Combining these we have a power recieved at Earth of
$$P' = \dot N' hf = \frac{P_0}{\gamma(1+\beta)}\sqrt\frac{1-\beta}{1+\beta}
% = \frac{P_0}{\gamma^2(1+\beta)^2}
= P_0 \frac{1-\beta}{1+\beta}
.$$
It's always possible in relativity problems to get identical results using classical EM fields for light instead of photons, with Poynting vectors carrying momentum, etc. I would not know how to go about that in this case.
Final rest mass
This part was not immediately obvious to me. The messy option is to try and integrate the expression from the previous section; that probably requires assumptions about the time profile of the acceleration. Usually when you only know the initial and final conditions for a problem, conservation of energy is a good strategy. I wasted some time before I remembered to use conservation of momentum, too.
We know that the final momentum of the rocket is $p_f = \gamma_f v_f m_f$, and that the combined momentum of the rocket and its laser exhaust, in the initial rest frame, is zero. Then, using Einstein's equation again, we have a bunch of backwards-going photons with total energy
$$E_{\text{exhaust}} = \left|-p_f\right|$$
and a rocket with total energy
$$E_{\text{rocket}}^2 = p_f^2 + m_f ^2.$$
If we assume that none of the laser power was wasted as heat, these components must add up to the initial rest mass of the rocket,
\begin{align}
p_f + \sqrt{p_f^2 + m_f^2} &= m_0
\\
m_f \left( \gamma_f v_f + \sqrt{\gamma_f^2 v_f^2 + 1}
\right) &= m_0
\\
m_f \left( \gamma_f v_f + \gamma_f
\right) &= m_0
\\
m_f &= m_0 \sqrt{\frac{1-v_f}{1+v_f}}
\end{align}
Actually this result also holds if the laser power supply is inefficient, so long as the rocket is thermally insulated such that the thermal waste photons are all emitted in the same direction as the exhaust --- tail of the rocket hot, head of the rocket cold. If there's forward-going thermal radiation, it will be focused in the forward direction in a complicated way, and the problem becomes much more difficult.
Best Answer
The Poynting vector $\vec{N}$ is the power per unit area of your beam.

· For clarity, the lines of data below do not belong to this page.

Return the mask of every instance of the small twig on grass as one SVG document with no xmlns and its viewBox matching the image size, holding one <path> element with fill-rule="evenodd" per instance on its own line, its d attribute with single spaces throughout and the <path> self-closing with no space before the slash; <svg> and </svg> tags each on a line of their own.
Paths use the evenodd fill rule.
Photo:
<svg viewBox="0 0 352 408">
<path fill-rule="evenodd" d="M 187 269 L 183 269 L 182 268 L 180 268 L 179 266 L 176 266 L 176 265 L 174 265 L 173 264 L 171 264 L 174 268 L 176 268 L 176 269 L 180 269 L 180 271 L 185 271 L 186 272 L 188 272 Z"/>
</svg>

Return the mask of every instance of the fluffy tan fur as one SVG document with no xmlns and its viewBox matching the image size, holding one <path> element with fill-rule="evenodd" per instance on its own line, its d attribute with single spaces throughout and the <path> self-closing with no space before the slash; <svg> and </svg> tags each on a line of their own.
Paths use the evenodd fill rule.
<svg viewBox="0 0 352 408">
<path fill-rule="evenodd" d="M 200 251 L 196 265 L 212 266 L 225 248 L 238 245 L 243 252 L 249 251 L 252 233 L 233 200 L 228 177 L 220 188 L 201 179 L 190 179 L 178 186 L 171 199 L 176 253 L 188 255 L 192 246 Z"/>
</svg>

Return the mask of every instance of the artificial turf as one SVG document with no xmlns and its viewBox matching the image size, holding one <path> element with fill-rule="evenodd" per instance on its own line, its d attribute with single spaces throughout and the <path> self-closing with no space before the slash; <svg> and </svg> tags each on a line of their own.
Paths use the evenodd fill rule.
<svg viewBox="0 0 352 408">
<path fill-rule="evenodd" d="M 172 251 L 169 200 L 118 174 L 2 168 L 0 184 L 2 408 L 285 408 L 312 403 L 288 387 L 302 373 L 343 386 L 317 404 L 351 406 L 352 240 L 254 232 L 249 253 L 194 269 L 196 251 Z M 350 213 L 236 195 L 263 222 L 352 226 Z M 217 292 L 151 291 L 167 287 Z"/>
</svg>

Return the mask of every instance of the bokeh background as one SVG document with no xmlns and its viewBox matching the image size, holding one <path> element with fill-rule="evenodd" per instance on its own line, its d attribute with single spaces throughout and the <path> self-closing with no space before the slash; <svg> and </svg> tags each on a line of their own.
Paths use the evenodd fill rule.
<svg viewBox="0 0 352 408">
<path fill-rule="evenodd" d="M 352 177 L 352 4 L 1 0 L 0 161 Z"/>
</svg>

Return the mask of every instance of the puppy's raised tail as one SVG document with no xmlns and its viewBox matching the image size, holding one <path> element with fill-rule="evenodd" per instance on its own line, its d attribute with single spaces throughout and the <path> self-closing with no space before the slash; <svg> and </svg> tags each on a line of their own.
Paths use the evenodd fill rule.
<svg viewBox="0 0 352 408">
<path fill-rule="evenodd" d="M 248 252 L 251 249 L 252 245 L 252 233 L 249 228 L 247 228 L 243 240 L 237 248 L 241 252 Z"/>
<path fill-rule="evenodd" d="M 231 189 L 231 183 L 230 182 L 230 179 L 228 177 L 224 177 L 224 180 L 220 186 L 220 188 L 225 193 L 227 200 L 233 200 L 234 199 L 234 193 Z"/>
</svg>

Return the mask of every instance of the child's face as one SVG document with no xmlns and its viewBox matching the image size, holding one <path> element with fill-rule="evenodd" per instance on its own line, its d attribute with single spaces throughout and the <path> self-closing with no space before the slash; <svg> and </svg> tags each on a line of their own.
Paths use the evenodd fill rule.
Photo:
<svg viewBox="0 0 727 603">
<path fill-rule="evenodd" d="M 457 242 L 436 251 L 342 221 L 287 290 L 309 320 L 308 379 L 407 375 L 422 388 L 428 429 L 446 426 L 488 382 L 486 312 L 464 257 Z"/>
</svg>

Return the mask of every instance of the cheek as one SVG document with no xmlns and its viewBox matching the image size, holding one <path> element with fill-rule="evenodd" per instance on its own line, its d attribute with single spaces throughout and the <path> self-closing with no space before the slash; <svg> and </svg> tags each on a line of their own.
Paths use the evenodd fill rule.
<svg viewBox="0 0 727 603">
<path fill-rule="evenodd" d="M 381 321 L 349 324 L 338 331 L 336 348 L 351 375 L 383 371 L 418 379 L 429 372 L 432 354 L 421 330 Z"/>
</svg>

If the beam is perfectly absorbed, then the force is given by $$ F = \frac{1}{c} \int \vec{N} \cdot d\vec{A}$$
So, providing you have the beam incident normally upon something, the force on it will just be the power of the laser divided by the speed of light.
Of course, if the light is reflected, then you have more force. In the limit of a perfect, specular reflection, the force is doubled.
If what you mean is, suppose I have a laser pointer suspended in space and I turn it on; What is the apparent accelerating force on the laser pointer? The answer is exactly the same as above. Power divided by the speed of light.